Zurück zum Sport: Die Matches vor dem „lautesten und intensivsten Publikum der Snooker-Welt“ (Titelverteidiger Neil Robertson) sind über die Kanäle von Eurosport empfangbar (alle Anstoßtermine: Mitteleuropäische Standardzeit) und werden bis einschließlich dem Halbfinale im Modus „Best of Eleven“ sowie im Finale am Sonntag, den 15. Januar, als „Best of Nineteen“ gespielt.
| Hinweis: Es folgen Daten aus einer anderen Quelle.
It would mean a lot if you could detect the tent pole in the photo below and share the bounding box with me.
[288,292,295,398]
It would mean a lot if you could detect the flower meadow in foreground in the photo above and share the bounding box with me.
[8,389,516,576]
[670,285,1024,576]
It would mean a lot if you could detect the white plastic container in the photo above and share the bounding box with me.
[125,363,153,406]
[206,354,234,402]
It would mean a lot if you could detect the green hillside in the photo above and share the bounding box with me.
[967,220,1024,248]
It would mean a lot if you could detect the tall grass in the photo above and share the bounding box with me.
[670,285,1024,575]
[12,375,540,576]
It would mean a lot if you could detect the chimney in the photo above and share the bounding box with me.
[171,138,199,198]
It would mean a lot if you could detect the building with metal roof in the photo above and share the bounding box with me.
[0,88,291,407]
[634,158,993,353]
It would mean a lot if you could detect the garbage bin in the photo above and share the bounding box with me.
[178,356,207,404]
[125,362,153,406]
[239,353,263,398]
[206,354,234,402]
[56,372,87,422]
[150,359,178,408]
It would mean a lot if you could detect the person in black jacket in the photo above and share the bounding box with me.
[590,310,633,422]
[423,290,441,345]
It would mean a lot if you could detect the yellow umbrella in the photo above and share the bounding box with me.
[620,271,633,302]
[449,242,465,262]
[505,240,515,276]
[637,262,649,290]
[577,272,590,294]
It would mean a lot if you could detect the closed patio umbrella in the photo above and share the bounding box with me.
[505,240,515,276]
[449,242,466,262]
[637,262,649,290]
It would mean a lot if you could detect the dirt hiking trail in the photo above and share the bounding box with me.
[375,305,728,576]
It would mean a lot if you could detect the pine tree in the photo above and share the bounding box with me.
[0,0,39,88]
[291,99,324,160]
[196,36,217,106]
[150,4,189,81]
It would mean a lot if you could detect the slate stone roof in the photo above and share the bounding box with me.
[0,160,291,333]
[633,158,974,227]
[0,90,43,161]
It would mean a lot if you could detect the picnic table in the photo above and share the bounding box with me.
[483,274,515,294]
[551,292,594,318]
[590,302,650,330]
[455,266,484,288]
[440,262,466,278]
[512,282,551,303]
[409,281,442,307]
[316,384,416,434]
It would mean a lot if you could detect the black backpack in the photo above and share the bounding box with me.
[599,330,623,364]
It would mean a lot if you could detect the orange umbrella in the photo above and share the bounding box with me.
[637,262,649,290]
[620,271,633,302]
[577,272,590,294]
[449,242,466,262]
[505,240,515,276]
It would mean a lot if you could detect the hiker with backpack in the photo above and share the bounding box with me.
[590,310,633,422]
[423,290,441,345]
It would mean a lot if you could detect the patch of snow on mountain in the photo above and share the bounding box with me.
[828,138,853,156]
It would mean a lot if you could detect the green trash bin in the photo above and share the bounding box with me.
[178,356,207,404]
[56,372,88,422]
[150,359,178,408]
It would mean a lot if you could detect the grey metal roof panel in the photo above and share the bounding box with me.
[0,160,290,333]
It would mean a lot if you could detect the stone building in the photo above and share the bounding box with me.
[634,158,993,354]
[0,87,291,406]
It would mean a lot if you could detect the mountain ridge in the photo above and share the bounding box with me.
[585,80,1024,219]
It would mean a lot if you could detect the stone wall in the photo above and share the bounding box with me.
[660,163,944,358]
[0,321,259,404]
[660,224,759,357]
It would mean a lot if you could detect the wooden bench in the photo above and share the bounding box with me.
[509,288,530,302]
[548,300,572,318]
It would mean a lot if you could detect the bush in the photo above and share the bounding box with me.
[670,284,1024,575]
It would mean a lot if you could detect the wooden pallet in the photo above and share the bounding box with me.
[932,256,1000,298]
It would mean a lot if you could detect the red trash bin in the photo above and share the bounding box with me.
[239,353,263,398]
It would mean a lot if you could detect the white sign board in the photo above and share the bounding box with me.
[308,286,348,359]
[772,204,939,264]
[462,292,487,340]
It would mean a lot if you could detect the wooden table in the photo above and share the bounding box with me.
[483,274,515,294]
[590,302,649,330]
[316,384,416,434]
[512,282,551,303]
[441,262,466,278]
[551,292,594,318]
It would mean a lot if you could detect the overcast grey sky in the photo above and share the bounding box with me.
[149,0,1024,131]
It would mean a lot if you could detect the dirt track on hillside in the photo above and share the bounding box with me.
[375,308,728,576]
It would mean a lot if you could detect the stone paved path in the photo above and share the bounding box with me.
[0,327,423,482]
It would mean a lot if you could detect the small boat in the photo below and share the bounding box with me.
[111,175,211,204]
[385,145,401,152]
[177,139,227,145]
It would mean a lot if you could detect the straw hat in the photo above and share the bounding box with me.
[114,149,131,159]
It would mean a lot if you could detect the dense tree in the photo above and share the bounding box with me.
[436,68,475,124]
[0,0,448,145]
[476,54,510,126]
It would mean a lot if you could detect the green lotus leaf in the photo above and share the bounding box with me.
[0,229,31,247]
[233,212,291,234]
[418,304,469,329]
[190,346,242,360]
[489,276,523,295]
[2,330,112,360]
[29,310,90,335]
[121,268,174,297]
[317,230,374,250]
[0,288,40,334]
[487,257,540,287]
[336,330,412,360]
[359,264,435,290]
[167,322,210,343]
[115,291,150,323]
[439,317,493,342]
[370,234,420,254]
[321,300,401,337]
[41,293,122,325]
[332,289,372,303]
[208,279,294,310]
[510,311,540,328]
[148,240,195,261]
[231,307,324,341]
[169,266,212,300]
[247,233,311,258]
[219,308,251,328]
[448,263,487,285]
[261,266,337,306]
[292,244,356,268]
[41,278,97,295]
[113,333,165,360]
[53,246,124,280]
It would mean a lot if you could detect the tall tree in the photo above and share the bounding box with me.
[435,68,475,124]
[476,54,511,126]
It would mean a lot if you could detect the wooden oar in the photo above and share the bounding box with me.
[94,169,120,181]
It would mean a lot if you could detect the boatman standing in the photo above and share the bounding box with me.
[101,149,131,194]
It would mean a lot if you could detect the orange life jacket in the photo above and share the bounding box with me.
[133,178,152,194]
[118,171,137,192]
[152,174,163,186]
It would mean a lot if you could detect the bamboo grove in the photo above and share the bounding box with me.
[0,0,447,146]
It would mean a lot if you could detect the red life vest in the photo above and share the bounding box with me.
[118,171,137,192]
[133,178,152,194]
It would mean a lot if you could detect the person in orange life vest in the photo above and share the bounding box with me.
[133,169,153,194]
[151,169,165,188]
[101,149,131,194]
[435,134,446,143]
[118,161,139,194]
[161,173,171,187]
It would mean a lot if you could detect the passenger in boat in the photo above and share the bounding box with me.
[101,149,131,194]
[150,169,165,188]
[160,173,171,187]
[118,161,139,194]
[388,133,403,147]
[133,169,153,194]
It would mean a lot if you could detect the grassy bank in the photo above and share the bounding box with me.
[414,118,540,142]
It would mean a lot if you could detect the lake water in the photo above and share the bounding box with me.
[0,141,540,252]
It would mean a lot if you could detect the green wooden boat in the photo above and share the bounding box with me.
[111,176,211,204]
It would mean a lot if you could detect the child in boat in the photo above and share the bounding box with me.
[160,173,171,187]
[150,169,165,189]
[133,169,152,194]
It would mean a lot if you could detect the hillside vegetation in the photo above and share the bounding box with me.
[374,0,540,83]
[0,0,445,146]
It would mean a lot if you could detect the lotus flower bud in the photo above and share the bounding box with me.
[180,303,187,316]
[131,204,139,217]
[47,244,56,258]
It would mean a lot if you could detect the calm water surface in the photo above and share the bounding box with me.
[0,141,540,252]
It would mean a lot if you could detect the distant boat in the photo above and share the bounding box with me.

Nackte Zahlen: das Preisgeld

Der Sieger des Einladungsturniers erhält neben der Paul Hunter Trophy ein Preisgeld von 250.000 Pfund, der unterlegene Finalist 100.000. Wer das Halbfinale erreicht, hat 60.000 sicher, für das Viertelfinale gibt es 30.000. Für die Teilnahme im Achtelfinale wird ein Antrittsgeld von 15.000 Pfund ausbezahlt. Das höchste Break ist ebenfalls mit 15.000 Pfund dotiert.

Der Spielplan

8. Januar

14:00 Uhr: Neil Robertson – Shaun Murphy

20:00 Uhr: Mark Selby – Hossein Vafaei

9. Januar

13:00 Uhr: Ronnie O’Sullivan – Luca Brecel

20:00 Uhr: John Higgins – Jack Lisowski

10. Januar

14:00 Uhr: Mark Allen – Barry Hawkins

20:00 Uhr: Mark Williams – David Gilbert

11. Januar

14:00 Uhr: Judd Trump – Ryan Day

20:00 Uhr: Kyren Wilson – Stuart Bingham

Viertelfinale: 12. und 13. Januar

Halbfinals: 14. Januar

Finale: 15. Januar

(Alle Sessions beginnen jeweils um 14:00 und 20:00 Uhr MEZ.)